Amanda
Amanda, antes y después de ser localizada en un bosque de Hawái tras dos semanas desaparecida. Javier Cantellops / FACEBOOK

Amanda Eller, de 35 años, ha sido hallada con vida después de estar dos semanas desaparecida en la Reserva Forestal Makawao, en la isla de Maui (Hawái).

La mujer, que es profesora de yoga y fisioterapeuta, fue localizada el viernes desde un helicóptero por los servicios de rescate que llevaban 16 días buscándola. "La encontramos en la orilla de un aroyo, nos saludó con la mano mientras estábamos en el helicóptero y la trasladamos a un lugar seguro", declaró a la cadena ABC News un amigo de la familia que se encontraba en el equipo de búsqueda.

A pesar de haber perdido peso, Eller logró sobrevivir tras alimentarse a base de bayas silvestres y beber agua de un arroyo.

La mujer había sido vista por última vez el 8 de mayo, cuando realizaba excursionismo por esta reserva forestal.

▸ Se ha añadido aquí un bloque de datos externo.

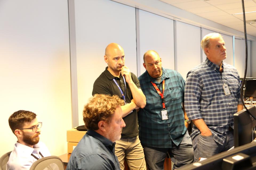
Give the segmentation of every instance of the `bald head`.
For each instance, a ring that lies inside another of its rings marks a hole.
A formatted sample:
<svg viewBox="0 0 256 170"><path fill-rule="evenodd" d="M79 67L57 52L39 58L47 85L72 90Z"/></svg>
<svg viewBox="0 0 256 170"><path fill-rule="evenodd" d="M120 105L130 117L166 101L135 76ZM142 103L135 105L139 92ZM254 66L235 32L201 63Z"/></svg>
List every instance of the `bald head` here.
<svg viewBox="0 0 256 170"><path fill-rule="evenodd" d="M144 54L144 55L143 56L143 61L144 61L144 63L145 63L145 57L147 56L150 57L152 56L158 56L158 57L160 57L159 54L155 51L154 50L149 50L145 53L145 54Z"/></svg>
<svg viewBox="0 0 256 170"><path fill-rule="evenodd" d="M112 75L119 76L125 65L125 53L122 47L116 43L111 43L107 46L104 56L107 63L107 69Z"/></svg>
<svg viewBox="0 0 256 170"><path fill-rule="evenodd" d="M149 50L144 54L143 60L143 66L149 75L155 78L162 75L162 60L157 52Z"/></svg>
<svg viewBox="0 0 256 170"><path fill-rule="evenodd" d="M111 43L107 46L105 50L105 55L108 57L115 56L120 52L123 52L123 49L116 43Z"/></svg>

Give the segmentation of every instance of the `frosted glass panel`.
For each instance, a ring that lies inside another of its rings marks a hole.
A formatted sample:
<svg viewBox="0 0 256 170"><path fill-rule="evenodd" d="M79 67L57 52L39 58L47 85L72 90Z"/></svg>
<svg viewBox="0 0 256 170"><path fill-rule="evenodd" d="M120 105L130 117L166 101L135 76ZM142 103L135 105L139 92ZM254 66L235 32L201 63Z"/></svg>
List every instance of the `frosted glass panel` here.
<svg viewBox="0 0 256 170"><path fill-rule="evenodd" d="M201 62L200 28L177 23L177 70L186 80L188 72Z"/></svg>
<svg viewBox="0 0 256 170"><path fill-rule="evenodd" d="M137 75L135 9L104 0L76 0L75 7L79 123L82 125L83 105L91 96L94 81L107 66L103 56L108 44L115 42L122 47L125 65Z"/></svg>
<svg viewBox="0 0 256 170"><path fill-rule="evenodd" d="M173 20L139 10L140 63L138 70L141 74L146 70L143 66L143 55L149 50L156 51L162 58L162 66L174 69Z"/></svg>
<svg viewBox="0 0 256 170"><path fill-rule="evenodd" d="M0 1L1 155L17 141L8 119L20 110L43 122L40 141L53 155L67 152L72 122L67 2Z"/></svg>

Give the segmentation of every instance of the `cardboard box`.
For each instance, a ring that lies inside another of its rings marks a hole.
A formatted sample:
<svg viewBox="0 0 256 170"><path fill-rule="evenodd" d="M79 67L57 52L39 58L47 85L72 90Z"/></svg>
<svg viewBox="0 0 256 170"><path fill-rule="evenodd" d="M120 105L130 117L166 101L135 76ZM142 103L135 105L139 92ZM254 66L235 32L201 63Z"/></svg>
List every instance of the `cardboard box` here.
<svg viewBox="0 0 256 170"><path fill-rule="evenodd" d="M78 142L67 142L67 153L71 154L73 151L75 147L77 145Z"/></svg>
<svg viewBox="0 0 256 170"><path fill-rule="evenodd" d="M75 129L67 131L67 141L78 142L85 134L87 131L79 131Z"/></svg>

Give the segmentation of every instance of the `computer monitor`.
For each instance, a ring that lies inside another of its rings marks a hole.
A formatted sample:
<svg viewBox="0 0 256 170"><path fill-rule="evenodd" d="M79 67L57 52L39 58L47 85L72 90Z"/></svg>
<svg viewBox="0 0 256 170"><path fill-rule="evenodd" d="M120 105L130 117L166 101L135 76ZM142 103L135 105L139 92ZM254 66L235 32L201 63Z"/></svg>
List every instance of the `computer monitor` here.
<svg viewBox="0 0 256 170"><path fill-rule="evenodd" d="M177 168L178 170L256 169L256 142L218 154L208 159Z"/></svg>
<svg viewBox="0 0 256 170"><path fill-rule="evenodd" d="M256 107L247 108L256 117ZM256 120L244 109L234 114L234 145L235 147L251 142L255 137Z"/></svg>
<svg viewBox="0 0 256 170"><path fill-rule="evenodd" d="M243 95L245 98L256 98L256 79L252 78L246 79Z"/></svg>

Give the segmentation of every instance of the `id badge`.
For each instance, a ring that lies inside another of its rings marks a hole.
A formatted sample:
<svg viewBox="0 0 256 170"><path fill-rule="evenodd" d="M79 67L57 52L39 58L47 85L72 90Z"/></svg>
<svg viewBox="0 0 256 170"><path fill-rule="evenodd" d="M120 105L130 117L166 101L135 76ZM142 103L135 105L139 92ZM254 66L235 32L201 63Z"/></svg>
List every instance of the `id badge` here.
<svg viewBox="0 0 256 170"><path fill-rule="evenodd" d="M168 119L167 116L167 110L164 110L161 111L162 113L162 120L167 120Z"/></svg>
<svg viewBox="0 0 256 170"><path fill-rule="evenodd" d="M229 91L229 86L227 84L224 84L222 86L223 87L223 90L224 90L224 93L225 95L229 95L230 94L230 91Z"/></svg>

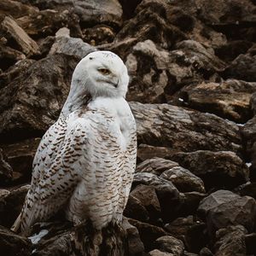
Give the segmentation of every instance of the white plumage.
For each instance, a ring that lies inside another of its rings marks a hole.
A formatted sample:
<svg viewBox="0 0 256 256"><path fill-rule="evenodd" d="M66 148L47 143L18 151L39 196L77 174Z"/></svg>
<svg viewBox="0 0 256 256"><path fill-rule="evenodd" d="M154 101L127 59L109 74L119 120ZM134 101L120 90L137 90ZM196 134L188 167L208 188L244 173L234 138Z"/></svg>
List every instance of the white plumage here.
<svg viewBox="0 0 256 256"><path fill-rule="evenodd" d="M88 55L76 67L59 119L46 131L32 179L13 229L21 231L60 209L96 229L119 222L136 166L136 124L125 100L129 77L109 51Z"/></svg>

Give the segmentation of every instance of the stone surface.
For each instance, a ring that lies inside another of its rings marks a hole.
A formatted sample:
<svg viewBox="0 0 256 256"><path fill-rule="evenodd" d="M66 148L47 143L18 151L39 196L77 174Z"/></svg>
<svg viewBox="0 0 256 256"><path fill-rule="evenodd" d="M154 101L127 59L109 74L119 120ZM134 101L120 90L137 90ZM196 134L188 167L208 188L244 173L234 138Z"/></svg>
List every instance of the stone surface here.
<svg viewBox="0 0 256 256"><path fill-rule="evenodd" d="M3 141L41 137L44 133L58 118L77 62L74 57L49 55L34 63L1 90Z"/></svg>
<svg viewBox="0 0 256 256"><path fill-rule="evenodd" d="M0 226L0 250L2 255L28 256L32 253L32 247L27 238Z"/></svg>
<svg viewBox="0 0 256 256"><path fill-rule="evenodd" d="M167 104L130 106L137 120L138 143L184 152L241 150L238 126L215 115Z"/></svg>
<svg viewBox="0 0 256 256"><path fill-rule="evenodd" d="M186 248L193 253L199 253L207 242L206 228L205 223L191 215L186 218L177 218L165 227L172 236L183 241Z"/></svg>
<svg viewBox="0 0 256 256"><path fill-rule="evenodd" d="M161 217L165 221L173 219L177 216L183 196L172 182L152 173L137 172L134 175L133 186L138 184L150 185L155 189L161 208Z"/></svg>
<svg viewBox="0 0 256 256"><path fill-rule="evenodd" d="M8 183L13 177L13 168L8 162L7 157L0 148L0 185Z"/></svg>
<svg viewBox="0 0 256 256"><path fill-rule="evenodd" d="M247 255L245 236L247 230L241 225L220 229L216 233L216 256Z"/></svg>
<svg viewBox="0 0 256 256"><path fill-rule="evenodd" d="M182 166L200 177L207 188L235 188L246 183L249 170L234 152L197 150L192 153L179 152L172 156ZM214 162L214 165L212 163Z"/></svg>
<svg viewBox="0 0 256 256"><path fill-rule="evenodd" d="M18 49L26 55L38 53L38 45L11 17L6 16L1 24L1 30L6 34L9 40L14 41Z"/></svg>
<svg viewBox="0 0 256 256"><path fill-rule="evenodd" d="M20 214L29 185L0 194L0 225L10 228Z"/></svg>
<svg viewBox="0 0 256 256"><path fill-rule="evenodd" d="M185 249L182 241L170 236L165 236L156 239L155 245L160 251L172 253L177 256L183 256Z"/></svg>
<svg viewBox="0 0 256 256"><path fill-rule="evenodd" d="M254 230L256 203L252 197L218 190L201 201L198 211L206 218L212 236L228 225L241 224L249 232Z"/></svg>
<svg viewBox="0 0 256 256"><path fill-rule="evenodd" d="M215 113L236 123L245 123L252 116L250 99L256 83L228 79L220 83L201 83L182 89L176 102L201 112Z"/></svg>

Su novio fue la última persona en verla ese mismo día por la mañana. Al ver que no regresaba a casa para cenar, acudió al día siguiente a la Policía para denunciar su desaparición.

Su búsqueda implicó a miles de voluntarios, policías, bomberos, perros de rastreo, drones, buzos y espeleólogos, que peinaron la zona boscosa próxima al sendero donde se localizó su vehículo. Incluso se creó una página en Facebook desde la que ofrecían una recompensa para quien pudiera tener datos sobre Amanda.

"Empezábamos a perder la esperanza", declaró su padre, John Eller, desde el hospital de Maui donde se recupera su hija, en declaraciones que recoge The Guardian. "Cuando recibí la llamada, al principio pensé que era una broma, casi no podía creerlo. En esos bosques es tan fácil desorientarse, perderse", añadió.

Supervivencia extrema

Según les ha contado Amanda a sus familiares y amigos, al darse cuenta de que se había perdido, estuvo dos días tratando de regresar al lugar donde había aparcado su coche, localizado por los equipos de rescate.

Tras descartar esa opción, se concentró en buscar agua para beber y comida para alimentarse. Al tercer día, la mujer resbaló y cayó desde 6 metros de altura, lo que le provocó la rotura de la pierna y del menisco en una rodilla.

Al cuarto día, según ha relatado Eller, una inundación se llevó sus zapatos, por lo que estuvo prácticamente todo el tiempo descalza.

"Lo que peor llevó fue el frío", asegura Katie York, una amiga de la infancia. "Dormía en una cueva y se cubría con helechos o lo que encontrara. Lo importante era que las lluvias se mantuvieran para no pasar frío y beber agua".